The number of lawsuits has decreased in hospitals with full disclosure and apology protocols, and there is a reduction in settlements and litigation expenses, says Joseph J. Feltes, a Canton, OH-based attorney with Buckingham, Doolittle & Burroughs, LLP.

"People appear much more willing to forgive if physicians and hospitals are forthcoming and candid when discussing an unexpected clinical outcome, and express a genuine statement of apology, sympathy, commiseration, condolence, or compassion," says Feltes.

Consider the following items before talking with your patient about a medical error:

  • Know your state laws.

A growing number of states have passed "I'm Sorry" legislation, which means that sincere expressions of condolence cannot be introduced as evidence in a trial. At press time, these states are Arizona, California, Colorado, Florida, Georgia, Hawaii, Idaho, Illinois, Maryland, Massachusetts, Montana, North Carolina, Ohio, Oklahoma, Oregon, Texas, Tennessee, Vermont, Virginia, Washington, West Virginia and Wyoming.

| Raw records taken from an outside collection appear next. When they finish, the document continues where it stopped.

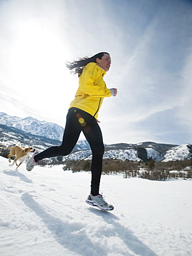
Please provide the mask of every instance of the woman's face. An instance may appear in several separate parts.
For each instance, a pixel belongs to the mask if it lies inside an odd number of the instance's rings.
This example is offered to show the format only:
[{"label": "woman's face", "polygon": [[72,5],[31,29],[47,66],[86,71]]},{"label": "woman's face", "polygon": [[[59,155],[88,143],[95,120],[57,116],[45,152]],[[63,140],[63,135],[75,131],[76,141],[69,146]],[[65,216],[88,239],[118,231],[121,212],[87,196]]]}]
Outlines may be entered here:
[{"label": "woman's face", "polygon": [[97,58],[96,62],[98,66],[104,68],[105,71],[108,71],[110,68],[111,60],[108,53],[104,53],[102,59]]}]

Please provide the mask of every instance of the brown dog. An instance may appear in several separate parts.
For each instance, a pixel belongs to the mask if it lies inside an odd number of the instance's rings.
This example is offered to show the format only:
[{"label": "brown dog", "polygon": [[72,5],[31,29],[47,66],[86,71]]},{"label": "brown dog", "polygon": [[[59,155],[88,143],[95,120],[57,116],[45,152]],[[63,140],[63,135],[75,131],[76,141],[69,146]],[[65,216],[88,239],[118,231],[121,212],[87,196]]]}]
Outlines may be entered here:
[{"label": "brown dog", "polygon": [[[19,146],[14,146],[12,147],[3,147],[3,149],[10,149],[10,154],[8,155],[8,158],[9,160],[9,162],[10,163],[10,157],[15,156],[15,158],[14,159],[12,165],[10,165],[10,166],[12,166],[14,163],[15,163],[17,165],[17,168],[18,168],[22,163],[23,163],[27,158],[29,157],[30,153],[35,152],[35,149],[34,147],[28,147],[28,148],[23,148]],[[17,161],[19,160],[20,161],[20,163],[19,165],[17,165]]]}]

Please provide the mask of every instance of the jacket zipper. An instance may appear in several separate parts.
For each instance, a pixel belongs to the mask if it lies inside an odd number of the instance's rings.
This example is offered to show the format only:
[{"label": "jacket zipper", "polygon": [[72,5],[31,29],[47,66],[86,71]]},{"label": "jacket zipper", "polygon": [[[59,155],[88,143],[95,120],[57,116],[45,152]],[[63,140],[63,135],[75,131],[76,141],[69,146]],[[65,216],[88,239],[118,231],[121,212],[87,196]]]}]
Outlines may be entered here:
[{"label": "jacket zipper", "polygon": [[98,105],[98,107],[97,107],[97,111],[95,113],[95,114],[94,114],[94,116],[93,116],[94,117],[95,117],[95,116],[96,115],[96,113],[98,112],[98,111],[99,111],[99,109],[101,100],[102,100],[102,98],[100,98],[100,99],[99,99],[99,105]]}]

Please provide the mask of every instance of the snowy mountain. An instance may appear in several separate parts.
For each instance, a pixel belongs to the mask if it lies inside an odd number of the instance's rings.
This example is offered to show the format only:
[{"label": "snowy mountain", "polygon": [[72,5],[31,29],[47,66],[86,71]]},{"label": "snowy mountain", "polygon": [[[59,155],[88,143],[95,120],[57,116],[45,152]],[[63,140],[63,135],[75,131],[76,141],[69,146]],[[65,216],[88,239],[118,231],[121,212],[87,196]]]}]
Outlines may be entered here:
[{"label": "snowy mountain", "polygon": [[31,116],[21,118],[3,112],[0,112],[0,124],[57,140],[62,140],[64,131],[63,127],[54,122],[39,121]]},{"label": "snowy mountain", "polygon": [[[52,145],[61,145],[61,141],[31,134],[13,127],[0,125],[0,147],[11,147],[15,145],[24,147],[32,146],[41,152]],[[0,154],[6,156],[7,152],[5,153],[1,149]],[[91,159],[91,151],[87,141],[79,140],[72,153],[63,157],[63,161],[86,160]],[[134,161],[142,160],[144,162],[150,161],[151,158],[155,161],[169,161],[184,158],[191,159],[191,158],[192,145],[190,144],[174,145],[153,142],[106,145],[104,155],[104,159],[113,158]]]}]

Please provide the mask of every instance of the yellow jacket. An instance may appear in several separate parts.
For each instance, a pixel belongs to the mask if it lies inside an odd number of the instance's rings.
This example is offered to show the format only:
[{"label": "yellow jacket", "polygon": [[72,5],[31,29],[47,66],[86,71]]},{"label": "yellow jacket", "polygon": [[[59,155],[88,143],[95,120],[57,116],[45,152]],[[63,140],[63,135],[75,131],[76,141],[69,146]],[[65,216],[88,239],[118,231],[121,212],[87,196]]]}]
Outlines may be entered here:
[{"label": "yellow jacket", "polygon": [[79,88],[70,108],[84,110],[97,119],[104,98],[111,96],[103,79],[105,74],[106,71],[97,63],[88,63],[79,77]]}]

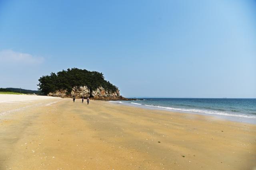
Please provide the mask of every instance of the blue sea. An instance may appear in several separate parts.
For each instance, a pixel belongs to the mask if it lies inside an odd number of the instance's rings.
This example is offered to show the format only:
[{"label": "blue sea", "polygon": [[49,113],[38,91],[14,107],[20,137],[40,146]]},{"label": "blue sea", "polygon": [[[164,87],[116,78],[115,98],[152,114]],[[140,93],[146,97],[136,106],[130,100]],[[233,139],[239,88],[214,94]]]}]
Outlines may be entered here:
[{"label": "blue sea", "polygon": [[210,115],[256,124],[256,99],[144,98],[111,102],[148,109]]}]

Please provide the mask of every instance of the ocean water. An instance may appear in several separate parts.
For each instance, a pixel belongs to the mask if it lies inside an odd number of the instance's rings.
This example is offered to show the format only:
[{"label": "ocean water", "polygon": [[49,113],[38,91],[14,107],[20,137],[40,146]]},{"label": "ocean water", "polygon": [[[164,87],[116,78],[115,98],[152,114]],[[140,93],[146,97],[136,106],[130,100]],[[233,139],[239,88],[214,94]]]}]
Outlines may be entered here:
[{"label": "ocean water", "polygon": [[141,99],[111,102],[148,109],[210,115],[231,121],[256,124],[256,99],[145,98]]}]

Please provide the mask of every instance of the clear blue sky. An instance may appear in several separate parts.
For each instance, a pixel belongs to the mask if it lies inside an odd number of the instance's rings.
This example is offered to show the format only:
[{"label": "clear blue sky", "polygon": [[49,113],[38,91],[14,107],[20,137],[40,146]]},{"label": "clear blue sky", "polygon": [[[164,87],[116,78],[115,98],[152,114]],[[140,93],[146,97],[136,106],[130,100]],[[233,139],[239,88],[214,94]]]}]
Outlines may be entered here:
[{"label": "clear blue sky", "polygon": [[256,98],[255,0],[0,0],[0,87],[102,72],[130,97]]}]

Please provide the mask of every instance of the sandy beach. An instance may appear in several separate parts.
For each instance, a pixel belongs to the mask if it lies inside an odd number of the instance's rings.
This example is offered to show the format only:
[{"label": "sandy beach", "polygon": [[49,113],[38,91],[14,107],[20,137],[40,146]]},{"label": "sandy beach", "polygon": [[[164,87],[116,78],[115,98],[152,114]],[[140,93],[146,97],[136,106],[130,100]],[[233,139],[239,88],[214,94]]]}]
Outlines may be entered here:
[{"label": "sandy beach", "polygon": [[1,95],[1,170],[256,168],[255,125],[108,102]]}]

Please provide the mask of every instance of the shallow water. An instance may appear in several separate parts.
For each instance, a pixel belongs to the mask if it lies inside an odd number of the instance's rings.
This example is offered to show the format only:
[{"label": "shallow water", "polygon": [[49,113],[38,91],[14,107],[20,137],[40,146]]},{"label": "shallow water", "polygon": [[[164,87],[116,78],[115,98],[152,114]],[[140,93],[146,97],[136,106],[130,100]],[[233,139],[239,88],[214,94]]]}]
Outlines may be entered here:
[{"label": "shallow water", "polygon": [[[122,101],[126,105],[211,115],[233,121],[256,124],[256,99],[157,98]],[[120,101],[117,102],[120,103]]]}]

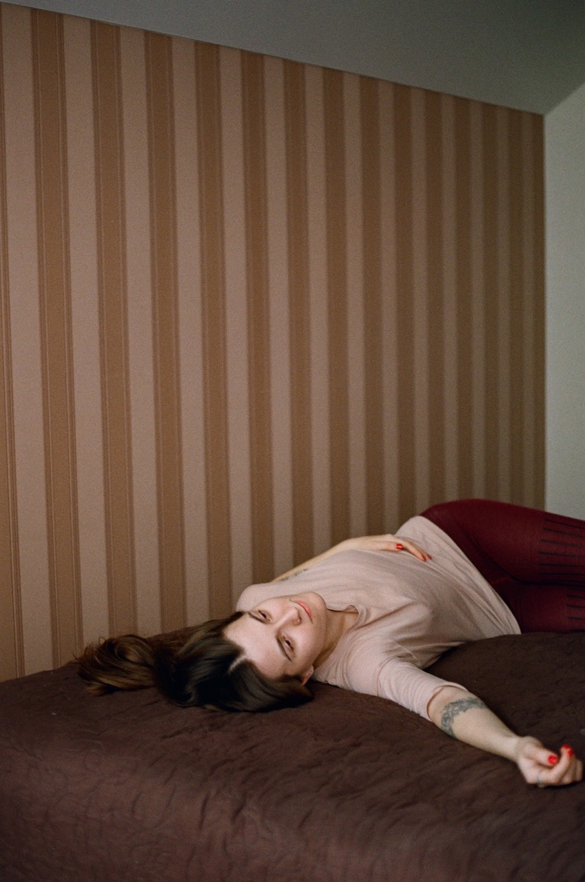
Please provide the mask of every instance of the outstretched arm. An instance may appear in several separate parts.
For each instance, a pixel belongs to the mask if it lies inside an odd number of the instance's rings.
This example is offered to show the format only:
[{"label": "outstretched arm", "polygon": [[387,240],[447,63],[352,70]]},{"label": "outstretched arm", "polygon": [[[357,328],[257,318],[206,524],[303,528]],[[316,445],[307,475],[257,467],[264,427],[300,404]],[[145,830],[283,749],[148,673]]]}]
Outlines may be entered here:
[{"label": "outstretched arm", "polygon": [[471,692],[444,686],[431,699],[428,712],[447,735],[512,760],[529,784],[559,787],[582,779],[582,763],[567,744],[557,754],[537,738],[515,735]]},{"label": "outstretched arm", "polygon": [[408,539],[398,539],[391,533],[386,533],[382,536],[360,536],[356,539],[344,539],[342,542],[334,545],[333,548],[328,549],[327,551],[324,551],[323,554],[317,555],[316,557],[311,557],[311,560],[305,561],[304,564],[299,564],[298,566],[293,567],[292,570],[283,572],[281,576],[273,579],[273,582],[282,582],[287,579],[292,579],[293,576],[297,576],[299,572],[310,570],[317,564],[320,564],[321,561],[326,560],[327,557],[332,557],[334,555],[339,554],[340,551],[348,551],[349,549],[362,551],[408,551],[421,561],[426,561],[431,557],[430,554],[423,551],[414,542],[409,542]]}]

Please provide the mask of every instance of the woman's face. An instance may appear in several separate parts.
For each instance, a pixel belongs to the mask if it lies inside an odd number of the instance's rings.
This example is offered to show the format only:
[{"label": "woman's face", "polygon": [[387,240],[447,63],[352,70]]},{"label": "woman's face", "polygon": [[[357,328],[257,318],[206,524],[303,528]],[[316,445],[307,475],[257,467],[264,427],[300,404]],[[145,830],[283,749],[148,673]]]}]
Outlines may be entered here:
[{"label": "woman's face", "polygon": [[298,676],[305,683],[325,648],[327,609],[320,594],[271,597],[229,624],[225,636],[272,679]]}]

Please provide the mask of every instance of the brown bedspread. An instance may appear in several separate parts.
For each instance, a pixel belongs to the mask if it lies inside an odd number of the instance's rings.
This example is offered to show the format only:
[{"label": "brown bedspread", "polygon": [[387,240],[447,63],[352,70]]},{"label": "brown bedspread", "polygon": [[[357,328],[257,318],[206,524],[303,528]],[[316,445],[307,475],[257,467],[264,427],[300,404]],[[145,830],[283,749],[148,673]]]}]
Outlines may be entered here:
[{"label": "brown bedspread", "polygon": [[[434,670],[585,755],[585,634],[461,647]],[[266,714],[88,696],[68,666],[0,684],[2,882],[580,882],[585,783],[317,685]]]}]

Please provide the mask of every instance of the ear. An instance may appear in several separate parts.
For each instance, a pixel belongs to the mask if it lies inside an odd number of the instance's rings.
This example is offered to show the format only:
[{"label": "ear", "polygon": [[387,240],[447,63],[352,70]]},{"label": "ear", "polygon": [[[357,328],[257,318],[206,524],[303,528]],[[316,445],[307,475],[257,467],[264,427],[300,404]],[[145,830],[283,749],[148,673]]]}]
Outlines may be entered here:
[{"label": "ear", "polygon": [[304,685],[307,680],[310,680],[314,673],[315,673],[315,669],[312,667],[310,668],[309,670],[305,670],[304,674],[302,674],[300,676],[302,684]]}]

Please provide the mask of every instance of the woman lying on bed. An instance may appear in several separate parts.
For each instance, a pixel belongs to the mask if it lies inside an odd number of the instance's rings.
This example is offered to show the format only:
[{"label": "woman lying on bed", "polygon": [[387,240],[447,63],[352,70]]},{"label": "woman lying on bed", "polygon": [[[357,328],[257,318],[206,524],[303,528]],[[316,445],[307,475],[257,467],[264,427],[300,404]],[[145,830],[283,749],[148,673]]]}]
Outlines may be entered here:
[{"label": "woman lying on bed", "polygon": [[301,704],[313,677],[391,699],[547,787],[581,780],[569,745],[556,753],[515,735],[464,685],[424,669],[461,643],[584,629],[585,522],[469,499],[252,585],[228,619],[113,638],[79,664],[94,694],[155,685],[180,705],[228,710]]}]

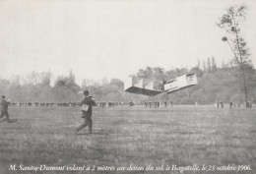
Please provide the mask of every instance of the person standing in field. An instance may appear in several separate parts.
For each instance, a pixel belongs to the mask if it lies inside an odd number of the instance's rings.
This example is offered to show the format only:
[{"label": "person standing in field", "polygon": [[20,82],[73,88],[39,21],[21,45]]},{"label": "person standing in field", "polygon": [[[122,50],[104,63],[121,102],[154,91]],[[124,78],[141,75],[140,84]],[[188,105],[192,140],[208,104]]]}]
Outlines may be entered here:
[{"label": "person standing in field", "polygon": [[8,104],[9,102],[5,100],[5,95],[2,95],[2,101],[1,101],[1,116],[0,118],[3,118],[6,116],[6,120],[8,123],[10,123],[9,114],[8,114]]},{"label": "person standing in field", "polygon": [[92,106],[96,105],[94,98],[92,96],[89,96],[89,91],[84,91],[85,98],[82,101],[82,118],[85,119],[85,123],[82,124],[80,127],[77,128],[76,134],[86,128],[89,127],[89,133],[92,134],[93,129],[93,120],[92,120],[92,114],[93,109]]}]

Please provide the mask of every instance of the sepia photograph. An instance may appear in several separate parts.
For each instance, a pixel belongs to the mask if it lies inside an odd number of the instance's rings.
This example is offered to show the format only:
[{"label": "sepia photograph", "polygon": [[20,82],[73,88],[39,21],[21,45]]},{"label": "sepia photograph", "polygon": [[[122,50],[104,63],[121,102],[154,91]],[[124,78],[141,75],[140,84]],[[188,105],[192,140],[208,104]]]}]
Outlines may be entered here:
[{"label": "sepia photograph", "polygon": [[256,174],[255,0],[0,0],[0,174]]}]

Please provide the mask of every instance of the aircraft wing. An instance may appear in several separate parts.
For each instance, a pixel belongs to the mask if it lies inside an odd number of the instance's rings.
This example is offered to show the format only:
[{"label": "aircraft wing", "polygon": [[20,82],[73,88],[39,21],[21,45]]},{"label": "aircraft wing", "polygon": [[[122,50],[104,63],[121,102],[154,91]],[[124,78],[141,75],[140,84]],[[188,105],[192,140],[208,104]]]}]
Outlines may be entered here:
[{"label": "aircraft wing", "polygon": [[155,96],[161,93],[162,90],[160,89],[160,82],[137,77],[129,77],[124,82],[125,91],[148,96]]},{"label": "aircraft wing", "polygon": [[162,85],[161,82],[149,79],[129,77],[124,82],[124,90],[136,94],[155,96],[161,92],[171,93],[196,85],[197,77],[195,74],[186,74],[177,77],[174,80],[168,81],[165,85]]}]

Since state laws vary, it's important to know exactly what is protected under your state's law. For example, Ohio's statute protects general expressions of sympathy such as "I'm sorry things did not go as we had hoped," whereas Colorado's law goes a step farther by allowing an ED physician to admit fault and accountability, which cannot be introduced at trial.

  • Get advice.

If you have any concerns about meeting with a patient or their family, first contact your risk manager, legal counsel, or insurance carrier for guidance, says Feltes.

"The situation for an ED physician is different from one where there is a long-standing relationship between the physician and the family," adds Feltes. The ED physician needs to be involved and participate in the discussion, but it might be more appropriate for the hospital's risk manager to take the lead, he says.

  • Contact the patient promptly.

Once the patient files a lawsuit, the "I'm Sorry" statutes no longer apply. This is one reason to contact the patient sooner rather than later, says Feltes. "The longer a physician waits, the more uncaring and evasive he or she may be perceived as being. Time allows feelings to fester and anger to mount and harden," he says.

However, Feltes recommends waiting a day or two for emotions to settle down, giving you time to obtain legal advice and do a more thorough investigation of the facts.

  • Don't necessarily admit wrongdoing.

Be factual, candid, sincere and forthcoming in explaining what happened and answering questions, says Feltes. "It is not necessary for physicians to 'fall on their sword' by accepting responsibility or blame when they did not make a mistake," he says.

Sometimes the only thing you need to say is a statement such as "I'm sorry about your loss," says Feltes. "Expressions of sympathy do not equate to admissions of wrongdoing," he notes.